TRANSLATION

第67回 「機械翻訳に少し手を入れただけのような仕上がりが多く…」①

土川裕子

金融翻訳ポイント講座

こんにちは。今回は、機械翻訳について考えてみたいと思います。AI(人工知能)をどんどん取り入れる方向に進んでいる翻訳業界ですが、現時点で言えば、やはりまだ限界があり、金融翻訳はその限界が強く感じられる分野の一つである…と思います。

しかし大変な勢いで進化を続けるAIは、我々人間の翻訳者のすぐ後ろに迫っており、彼らと同じようなレベルの翻訳をあげていたら、切られるのは当然ながらワード単価の高い(とほほ・・)人間の方でしょう。

つい先日のこと、ある翻訳会社から受けた案件の話です。
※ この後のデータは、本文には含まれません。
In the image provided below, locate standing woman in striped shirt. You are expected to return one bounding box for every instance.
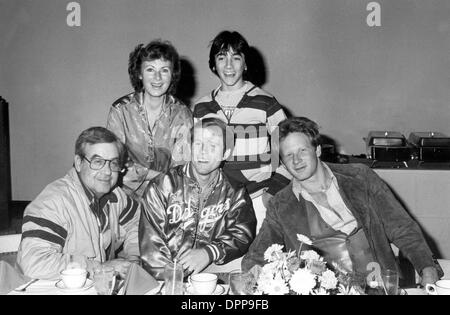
[192,31,290,231]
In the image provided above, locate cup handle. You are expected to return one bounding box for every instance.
[425,284,437,295]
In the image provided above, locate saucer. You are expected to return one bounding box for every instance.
[185,284,226,295]
[55,279,94,292]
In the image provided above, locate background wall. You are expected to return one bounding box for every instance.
[1,0,450,200]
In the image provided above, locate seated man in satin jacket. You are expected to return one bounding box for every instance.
[242,117,441,286]
[17,127,140,280]
[140,118,257,276]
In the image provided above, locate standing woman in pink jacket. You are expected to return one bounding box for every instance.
[107,40,193,198]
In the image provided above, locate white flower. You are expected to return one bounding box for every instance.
[264,244,284,262]
[297,234,312,245]
[261,262,278,276]
[258,272,274,293]
[258,270,289,295]
[320,269,338,290]
[261,275,290,295]
[289,268,317,295]
[300,250,321,261]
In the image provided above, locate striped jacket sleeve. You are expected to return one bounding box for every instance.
[118,194,141,259]
[206,189,257,265]
[17,198,78,280]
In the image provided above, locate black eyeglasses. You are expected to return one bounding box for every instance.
[83,156,124,173]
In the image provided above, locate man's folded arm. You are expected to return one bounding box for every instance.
[118,194,141,260]
[207,190,257,265]
[365,166,442,276]
[17,199,93,280]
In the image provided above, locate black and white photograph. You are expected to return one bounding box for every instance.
[1,0,450,298]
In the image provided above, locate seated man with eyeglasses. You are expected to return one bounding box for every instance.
[17,127,140,280]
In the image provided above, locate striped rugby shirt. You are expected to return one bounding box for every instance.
[193,82,291,198]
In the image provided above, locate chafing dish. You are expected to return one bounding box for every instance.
[408,132,450,162]
[365,131,411,162]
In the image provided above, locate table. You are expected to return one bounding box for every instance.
[8,279,97,295]
[3,279,435,295]
[8,279,229,295]
[146,281,229,295]
[404,288,427,295]
[8,260,450,295]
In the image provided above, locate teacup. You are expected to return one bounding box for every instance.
[426,279,450,295]
[189,273,218,295]
[60,268,87,289]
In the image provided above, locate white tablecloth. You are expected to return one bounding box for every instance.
[8,259,450,295]
[8,279,229,295]
[145,281,229,295]
[405,288,427,295]
[8,279,97,295]
[3,279,433,295]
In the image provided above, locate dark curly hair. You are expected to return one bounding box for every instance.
[208,30,250,76]
[278,117,321,148]
[128,40,181,95]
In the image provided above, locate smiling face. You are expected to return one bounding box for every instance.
[74,143,120,198]
[214,49,246,91]
[140,58,173,98]
[280,132,322,183]
[191,125,230,176]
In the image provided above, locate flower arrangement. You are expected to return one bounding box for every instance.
[251,234,361,295]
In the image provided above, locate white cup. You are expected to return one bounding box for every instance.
[60,268,87,289]
[189,273,218,295]
[426,279,450,295]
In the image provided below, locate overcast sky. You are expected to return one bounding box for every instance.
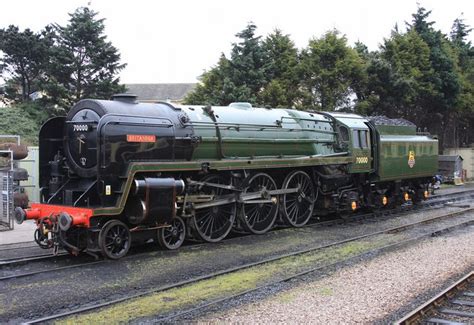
[1,0,472,84]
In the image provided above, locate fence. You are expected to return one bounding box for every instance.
[0,149,14,231]
[0,136,38,231]
[0,169,13,231]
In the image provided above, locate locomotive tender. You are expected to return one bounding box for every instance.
[15,94,438,259]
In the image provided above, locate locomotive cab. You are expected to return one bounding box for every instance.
[327,113,373,173]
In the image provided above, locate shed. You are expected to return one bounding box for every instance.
[438,155,463,182]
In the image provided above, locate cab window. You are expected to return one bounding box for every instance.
[353,130,370,149]
[360,130,368,148]
[352,130,360,147]
[339,126,349,141]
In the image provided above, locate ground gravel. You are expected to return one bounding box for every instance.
[200,227,474,324]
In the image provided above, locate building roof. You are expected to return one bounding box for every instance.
[439,155,463,162]
[124,83,196,102]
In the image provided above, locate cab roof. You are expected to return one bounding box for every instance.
[325,112,369,129]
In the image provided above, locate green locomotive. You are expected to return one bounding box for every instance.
[15,95,438,259]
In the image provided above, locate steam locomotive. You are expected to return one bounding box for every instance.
[15,94,438,259]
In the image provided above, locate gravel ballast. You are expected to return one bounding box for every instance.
[200,227,474,323]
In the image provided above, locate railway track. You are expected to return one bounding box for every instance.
[0,260,103,281]
[0,252,68,267]
[396,272,474,325]
[0,241,37,252]
[1,189,473,284]
[23,206,474,324]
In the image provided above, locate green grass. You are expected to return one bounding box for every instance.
[318,286,334,296]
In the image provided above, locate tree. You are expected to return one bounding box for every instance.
[259,30,300,107]
[377,29,436,125]
[227,23,266,103]
[351,41,373,114]
[450,17,472,48]
[50,7,126,106]
[299,30,365,111]
[450,16,473,73]
[408,7,460,110]
[407,6,461,147]
[259,80,288,107]
[449,16,474,146]
[185,23,266,106]
[0,25,53,101]
[184,54,233,105]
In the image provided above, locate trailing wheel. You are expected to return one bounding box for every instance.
[239,173,278,234]
[412,185,428,205]
[99,220,131,259]
[280,170,316,227]
[158,216,186,250]
[192,175,236,242]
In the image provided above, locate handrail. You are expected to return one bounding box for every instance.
[187,121,281,129]
[279,116,332,124]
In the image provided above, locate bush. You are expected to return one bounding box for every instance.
[0,102,51,145]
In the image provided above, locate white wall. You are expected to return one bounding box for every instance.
[18,146,40,203]
[443,147,474,180]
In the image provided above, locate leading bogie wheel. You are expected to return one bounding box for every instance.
[239,172,278,234]
[192,174,237,243]
[99,220,131,259]
[280,170,316,227]
[158,216,186,250]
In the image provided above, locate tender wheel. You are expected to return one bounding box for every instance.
[99,220,131,259]
[192,175,236,242]
[280,170,316,227]
[412,187,427,205]
[239,173,278,234]
[158,216,186,250]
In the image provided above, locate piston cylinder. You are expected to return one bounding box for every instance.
[125,178,185,225]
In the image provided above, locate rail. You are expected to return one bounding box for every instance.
[395,272,474,324]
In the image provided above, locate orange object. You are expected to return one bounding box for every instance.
[351,201,357,211]
[126,134,156,143]
[26,203,94,227]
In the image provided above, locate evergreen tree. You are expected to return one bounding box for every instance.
[0,26,53,101]
[407,6,461,146]
[299,30,365,111]
[259,29,299,107]
[50,7,126,106]
[184,54,232,105]
[351,41,372,114]
[185,23,266,105]
[378,29,436,125]
[408,7,460,113]
[450,16,473,71]
[227,23,266,103]
[450,16,474,146]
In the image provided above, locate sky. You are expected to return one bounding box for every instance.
[0,0,473,84]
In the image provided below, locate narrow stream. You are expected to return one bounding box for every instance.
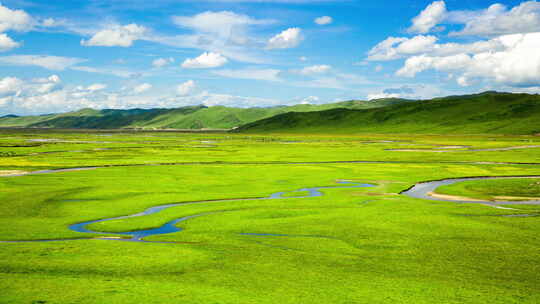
[2,167,540,244]
[67,181,375,242]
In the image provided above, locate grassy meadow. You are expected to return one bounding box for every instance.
[1,128,539,303]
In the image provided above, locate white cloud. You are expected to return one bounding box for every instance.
[0,3,34,33]
[367,35,437,61]
[405,1,540,36]
[367,92,400,100]
[41,18,58,27]
[0,33,19,51]
[178,91,281,108]
[177,80,196,96]
[375,65,383,72]
[266,27,302,49]
[299,56,308,61]
[35,75,62,94]
[150,11,271,64]
[293,72,371,90]
[367,34,511,61]
[314,16,333,25]
[181,52,228,68]
[450,1,540,36]
[408,1,447,34]
[86,83,107,92]
[172,11,273,38]
[366,37,408,61]
[396,32,540,87]
[133,83,152,94]
[367,85,442,100]
[0,55,86,70]
[294,65,332,76]
[213,68,282,82]
[152,57,174,68]
[0,76,22,97]
[81,24,147,47]
[299,96,320,104]
[70,66,143,78]
[397,35,438,54]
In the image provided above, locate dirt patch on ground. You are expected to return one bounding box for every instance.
[494,196,540,201]
[0,170,28,176]
[428,191,486,202]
担当者さんいわく、某クライアント(金融関連の企業)から、ある“前置き”つきで依頼が来たとのこと。
「最近は機械翻訳の能力が格段に向上したためか、機械翻訳に少し手を入れただけのような訳文が増えており…」
という前置きです。言うまでもなくこれは、「だから、人間らしく読みやすい翻訳をきっちり仕上げてくれ」ということ。

人間であるわたしがやるんだから、普段通りでいいんじゃないの、と思いながらも、妙にハードルが上がった感がありましたが、「ザ・人間翻訳」と言える仕上がりを目指してがんばりました。
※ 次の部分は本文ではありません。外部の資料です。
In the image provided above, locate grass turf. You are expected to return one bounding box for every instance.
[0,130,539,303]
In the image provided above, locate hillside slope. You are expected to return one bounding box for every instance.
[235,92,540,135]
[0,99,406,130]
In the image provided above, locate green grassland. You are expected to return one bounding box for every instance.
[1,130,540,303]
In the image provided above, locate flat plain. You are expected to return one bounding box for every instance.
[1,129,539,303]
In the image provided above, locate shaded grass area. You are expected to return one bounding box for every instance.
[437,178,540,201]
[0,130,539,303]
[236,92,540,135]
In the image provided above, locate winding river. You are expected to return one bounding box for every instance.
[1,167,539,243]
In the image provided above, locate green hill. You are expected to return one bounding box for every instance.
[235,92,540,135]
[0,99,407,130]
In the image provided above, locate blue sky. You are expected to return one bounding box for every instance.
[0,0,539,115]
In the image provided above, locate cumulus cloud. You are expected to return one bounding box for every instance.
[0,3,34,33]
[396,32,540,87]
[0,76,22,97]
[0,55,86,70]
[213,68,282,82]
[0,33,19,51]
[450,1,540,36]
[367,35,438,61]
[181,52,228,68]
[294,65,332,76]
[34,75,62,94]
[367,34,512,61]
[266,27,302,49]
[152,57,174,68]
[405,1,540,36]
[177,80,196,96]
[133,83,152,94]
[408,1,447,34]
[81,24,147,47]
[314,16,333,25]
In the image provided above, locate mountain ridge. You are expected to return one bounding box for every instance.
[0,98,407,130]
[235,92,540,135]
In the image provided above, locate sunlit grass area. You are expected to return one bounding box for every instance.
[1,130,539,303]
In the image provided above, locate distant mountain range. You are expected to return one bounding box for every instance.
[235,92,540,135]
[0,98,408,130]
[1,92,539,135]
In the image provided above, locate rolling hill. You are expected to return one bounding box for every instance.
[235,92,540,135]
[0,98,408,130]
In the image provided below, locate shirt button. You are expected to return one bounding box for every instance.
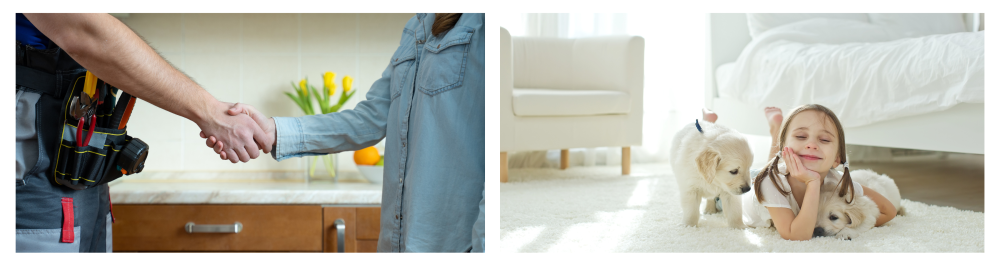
[399,178,403,183]
[437,44,441,49]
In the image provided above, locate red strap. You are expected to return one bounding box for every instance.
[61,197,74,243]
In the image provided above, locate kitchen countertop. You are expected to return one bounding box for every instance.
[109,172,381,205]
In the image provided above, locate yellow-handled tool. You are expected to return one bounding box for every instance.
[83,71,98,99]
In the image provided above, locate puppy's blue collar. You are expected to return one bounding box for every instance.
[695,119,703,133]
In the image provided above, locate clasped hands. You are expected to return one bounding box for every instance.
[197,102,275,163]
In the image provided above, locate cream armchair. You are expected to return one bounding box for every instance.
[499,27,644,182]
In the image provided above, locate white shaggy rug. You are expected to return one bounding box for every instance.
[500,163,984,252]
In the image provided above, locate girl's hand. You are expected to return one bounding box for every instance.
[782,147,822,185]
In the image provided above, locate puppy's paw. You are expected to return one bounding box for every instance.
[836,232,857,241]
[681,215,700,227]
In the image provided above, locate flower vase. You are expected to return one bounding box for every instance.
[306,153,338,183]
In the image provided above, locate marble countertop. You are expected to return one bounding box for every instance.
[109,172,381,205]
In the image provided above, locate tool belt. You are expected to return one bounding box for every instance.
[17,65,149,190]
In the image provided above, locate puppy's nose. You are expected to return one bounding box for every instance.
[813,227,825,238]
[740,185,751,194]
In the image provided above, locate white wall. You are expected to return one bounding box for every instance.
[119,13,414,172]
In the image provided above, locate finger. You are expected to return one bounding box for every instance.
[227,103,245,116]
[253,127,271,154]
[205,136,218,148]
[214,139,224,154]
[220,150,228,160]
[789,147,802,172]
[784,147,799,174]
[237,104,272,154]
[241,129,261,160]
[200,131,207,139]
[225,148,239,164]
[235,145,251,163]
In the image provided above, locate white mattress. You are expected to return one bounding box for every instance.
[512,88,630,117]
[717,18,984,128]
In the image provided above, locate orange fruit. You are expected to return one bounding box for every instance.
[353,146,380,165]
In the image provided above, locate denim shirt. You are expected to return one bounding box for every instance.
[271,13,484,252]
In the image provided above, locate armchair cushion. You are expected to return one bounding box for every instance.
[512,88,630,117]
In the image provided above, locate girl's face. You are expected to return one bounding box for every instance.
[783,110,841,173]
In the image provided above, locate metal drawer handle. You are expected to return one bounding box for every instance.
[185,222,243,233]
[335,219,345,253]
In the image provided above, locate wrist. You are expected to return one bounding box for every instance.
[193,99,226,128]
[269,117,277,147]
[805,178,821,188]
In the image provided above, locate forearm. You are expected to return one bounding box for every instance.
[784,182,821,240]
[864,186,897,227]
[272,67,392,160]
[25,13,220,125]
[271,111,386,161]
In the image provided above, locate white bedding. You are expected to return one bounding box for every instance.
[718,18,984,128]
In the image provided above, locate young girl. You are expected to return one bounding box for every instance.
[703,105,897,240]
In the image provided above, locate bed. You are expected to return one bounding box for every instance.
[705,13,984,154]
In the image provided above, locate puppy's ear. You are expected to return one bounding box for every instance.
[696,149,721,183]
[844,205,865,228]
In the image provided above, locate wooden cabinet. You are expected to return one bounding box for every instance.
[323,206,381,253]
[112,204,380,252]
[112,204,322,252]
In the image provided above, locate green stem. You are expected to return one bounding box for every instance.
[309,156,319,177]
[323,154,336,178]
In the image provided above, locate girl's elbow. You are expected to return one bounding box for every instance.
[875,208,897,227]
[884,204,898,219]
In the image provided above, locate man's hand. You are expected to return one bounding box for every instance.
[195,102,270,163]
[200,103,276,161]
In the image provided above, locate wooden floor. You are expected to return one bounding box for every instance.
[851,153,984,212]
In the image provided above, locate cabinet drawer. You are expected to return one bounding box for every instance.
[113,204,322,252]
[356,207,380,240]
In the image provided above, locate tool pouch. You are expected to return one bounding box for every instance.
[54,125,132,190]
[52,72,144,190]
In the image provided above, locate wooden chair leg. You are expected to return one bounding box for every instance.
[560,149,569,170]
[501,152,508,183]
[622,147,631,175]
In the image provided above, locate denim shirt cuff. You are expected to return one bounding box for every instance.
[272,116,303,161]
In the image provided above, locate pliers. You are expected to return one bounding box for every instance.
[76,114,96,147]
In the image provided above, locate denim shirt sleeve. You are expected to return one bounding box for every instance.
[270,36,404,161]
しかし正直、最近ではわたしも機械翻訳を利用することが多くなっており、特に調査でネット上の記事を読む時などは、一気に翻訳させて、日本語の方をざっと読む、という使い方をしています。日本語ネイティブにとっては、一つ一つに意味のないアルファベットの羅列よりも、一覧性の高い漢字の方が内容を把握しやすいのは当たり前の話で、多少(どころか壊滅的に)変てこな翻訳であっても、重要な部分を見分けるきっかけくらいにはなるわけですね(そこで改めて英語をきっちり読む、という)。

わたし自身は新しいモノ好きで、スタートレックに出てくるような「万能翻訳機」が早くできないかなぁと望みつつ、一方では、翻訳の仕事を続ける限り、テキトーにオバカさんのままでいてほしい、なんて矛盾したことを考えています。できれば使いたい、でも100%使い物になってくれては困る、という気持ちで日々機械翻訳とつき合うなかで、今の機械翻訳のどこが優れ、どこがオバカさんなのか、何となく分かるようになってきました。
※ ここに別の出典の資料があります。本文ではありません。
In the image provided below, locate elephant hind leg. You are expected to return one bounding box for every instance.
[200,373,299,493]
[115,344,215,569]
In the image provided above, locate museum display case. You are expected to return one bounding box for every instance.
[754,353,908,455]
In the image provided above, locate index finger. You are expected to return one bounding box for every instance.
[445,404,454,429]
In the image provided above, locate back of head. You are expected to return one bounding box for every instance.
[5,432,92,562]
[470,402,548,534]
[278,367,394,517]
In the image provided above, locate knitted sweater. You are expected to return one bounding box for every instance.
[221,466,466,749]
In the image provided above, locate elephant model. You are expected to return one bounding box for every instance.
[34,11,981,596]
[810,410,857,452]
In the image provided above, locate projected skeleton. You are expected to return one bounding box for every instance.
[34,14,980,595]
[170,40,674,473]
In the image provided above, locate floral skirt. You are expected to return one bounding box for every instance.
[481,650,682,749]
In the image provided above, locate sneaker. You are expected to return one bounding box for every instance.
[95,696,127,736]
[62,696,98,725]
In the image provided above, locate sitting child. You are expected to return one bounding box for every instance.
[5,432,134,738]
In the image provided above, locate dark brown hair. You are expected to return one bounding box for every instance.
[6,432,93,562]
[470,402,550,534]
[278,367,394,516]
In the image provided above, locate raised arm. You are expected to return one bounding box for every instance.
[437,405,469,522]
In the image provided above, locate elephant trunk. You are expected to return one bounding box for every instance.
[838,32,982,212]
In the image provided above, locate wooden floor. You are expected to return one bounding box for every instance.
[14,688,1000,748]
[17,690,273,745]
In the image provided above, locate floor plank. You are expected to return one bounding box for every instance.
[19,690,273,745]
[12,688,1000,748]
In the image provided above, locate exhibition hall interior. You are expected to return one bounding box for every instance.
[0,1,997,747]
機械翻訳はまさに日進月歩ですから、今の認識が来年も通用しない可能性はありますが、とりあえず2022年6月時点の機械翻訳の特徴を知って、機械諸氏に追いつかれないようにするヒントを考えてみたいと思います。(わたし自身、機械翻訳の仕組みはあまり分かっていませんので、あくまでも言語を専門とする者としてのぼんやりとした「印象」です)

※現時点で最も評価の高いDeepL氏を主なライバルとします。DeepL氏は、具体的な事実を羅列しただけのニュース記事程度ならかなりのレベルで訳してきますので、以下は主に、複雑な分析プロセスを説明した文章や、修辞的技巧が方々に使われているような文章での話、と受け取ってください(特に金融翻訳ではありがちです)。

1)ときどき、恐ろしいほどすっ飛ばす
あれ、なんなんでしょうね。DeepLを使ったことのある方ならお気付きと思いますが、複雑な文章でなくとも、全部で10文あったとして、うち3文をすっ飛ばすとか、平気でやってくるんですよね。「ごく稀に」ではなく「時々」そういうことが起こるので、ソース言語がまったく理解できない人が、趣味や遊びでなく公式文書等で使ったらどうなるのか、考えただけで恐ろしいです。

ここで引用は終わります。